Только тот, кто принял Иисуса Христа, пришедшего во плоти, сможет отличить Христа от антихриста. По преданию церкви, пришествие антихриста будет заключаться в смешении лжи с истиною. Теперь, когда на наших глазах это смешение уже совершается, следует более, чем когда-либо, помнить слово нашего, по преимуществу нашего, апостола, Иоанна, сына громов, слово, как меч, разделяющее ложь от истины:
Духа Божия и духа заблуждения узнавайте так: всякий дух, который исповедует Иисуса Христа, пришедшего во плоти, есть от Бога.
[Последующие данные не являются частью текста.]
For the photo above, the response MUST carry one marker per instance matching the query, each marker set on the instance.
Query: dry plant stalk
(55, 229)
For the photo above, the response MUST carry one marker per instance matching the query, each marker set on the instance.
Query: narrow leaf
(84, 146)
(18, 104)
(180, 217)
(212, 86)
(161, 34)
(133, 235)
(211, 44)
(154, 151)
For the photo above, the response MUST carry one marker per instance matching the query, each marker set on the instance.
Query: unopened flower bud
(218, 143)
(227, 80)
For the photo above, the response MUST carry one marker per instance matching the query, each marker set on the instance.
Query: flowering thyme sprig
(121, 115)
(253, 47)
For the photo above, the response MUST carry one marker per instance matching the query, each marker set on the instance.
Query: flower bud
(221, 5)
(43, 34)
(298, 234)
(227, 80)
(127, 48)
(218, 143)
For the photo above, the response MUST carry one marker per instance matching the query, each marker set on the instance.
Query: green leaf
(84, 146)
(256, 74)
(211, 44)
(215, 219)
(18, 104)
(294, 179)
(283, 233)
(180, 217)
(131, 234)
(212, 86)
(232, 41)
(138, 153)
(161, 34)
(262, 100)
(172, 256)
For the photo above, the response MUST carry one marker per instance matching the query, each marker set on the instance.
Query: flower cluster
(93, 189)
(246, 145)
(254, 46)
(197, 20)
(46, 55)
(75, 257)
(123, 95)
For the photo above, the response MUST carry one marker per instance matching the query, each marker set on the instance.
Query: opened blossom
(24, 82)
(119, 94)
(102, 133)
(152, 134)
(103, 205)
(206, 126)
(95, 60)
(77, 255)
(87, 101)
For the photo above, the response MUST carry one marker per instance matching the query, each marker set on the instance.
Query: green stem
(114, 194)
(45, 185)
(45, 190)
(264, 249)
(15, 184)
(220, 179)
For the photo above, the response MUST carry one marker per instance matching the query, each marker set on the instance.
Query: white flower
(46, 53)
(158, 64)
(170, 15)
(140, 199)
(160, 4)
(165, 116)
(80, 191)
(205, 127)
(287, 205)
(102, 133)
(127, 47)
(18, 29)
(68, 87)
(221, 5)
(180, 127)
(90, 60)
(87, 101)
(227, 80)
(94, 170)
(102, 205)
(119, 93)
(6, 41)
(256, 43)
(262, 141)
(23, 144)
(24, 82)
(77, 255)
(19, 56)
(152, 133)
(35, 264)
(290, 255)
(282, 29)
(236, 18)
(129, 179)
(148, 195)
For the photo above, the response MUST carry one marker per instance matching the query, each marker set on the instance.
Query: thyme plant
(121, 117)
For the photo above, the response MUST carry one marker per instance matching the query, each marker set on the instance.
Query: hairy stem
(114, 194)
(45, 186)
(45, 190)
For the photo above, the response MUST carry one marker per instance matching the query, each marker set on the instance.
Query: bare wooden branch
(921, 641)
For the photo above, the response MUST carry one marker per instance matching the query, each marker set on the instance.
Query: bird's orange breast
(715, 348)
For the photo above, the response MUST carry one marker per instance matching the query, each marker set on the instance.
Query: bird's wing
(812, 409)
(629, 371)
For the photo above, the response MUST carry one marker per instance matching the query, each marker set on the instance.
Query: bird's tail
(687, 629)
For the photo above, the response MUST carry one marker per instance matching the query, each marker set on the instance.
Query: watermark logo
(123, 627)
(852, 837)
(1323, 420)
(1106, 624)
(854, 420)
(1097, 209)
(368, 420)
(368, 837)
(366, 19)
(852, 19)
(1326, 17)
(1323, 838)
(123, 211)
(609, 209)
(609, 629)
А всякий дух, который не исповедует Иисуса Христа, пришедшего во плоти, не есть от Бога, но это дух антихриста, о котором вы слышали, что он придет, и теперь есть уже в мире.
И вот наш последний ответ на Ваш вопрос: у нас путь один, ежели этот единый путь наш — Христос, тот самый, о котором говорит Господь: Я есмь путь, истина и жизнь, На этом и только на этом пути мы Вас и ждем, и надеемся на Вас, и молимся, чтобы Вы скорее вступили на него и чтобы всем нам идти вместе с Вами от нашей первой тайны к нашей тайне последней, от нового религиозного сознания к новому религиозному действию.
Помоги Вам Господь, а Вы помогите нам!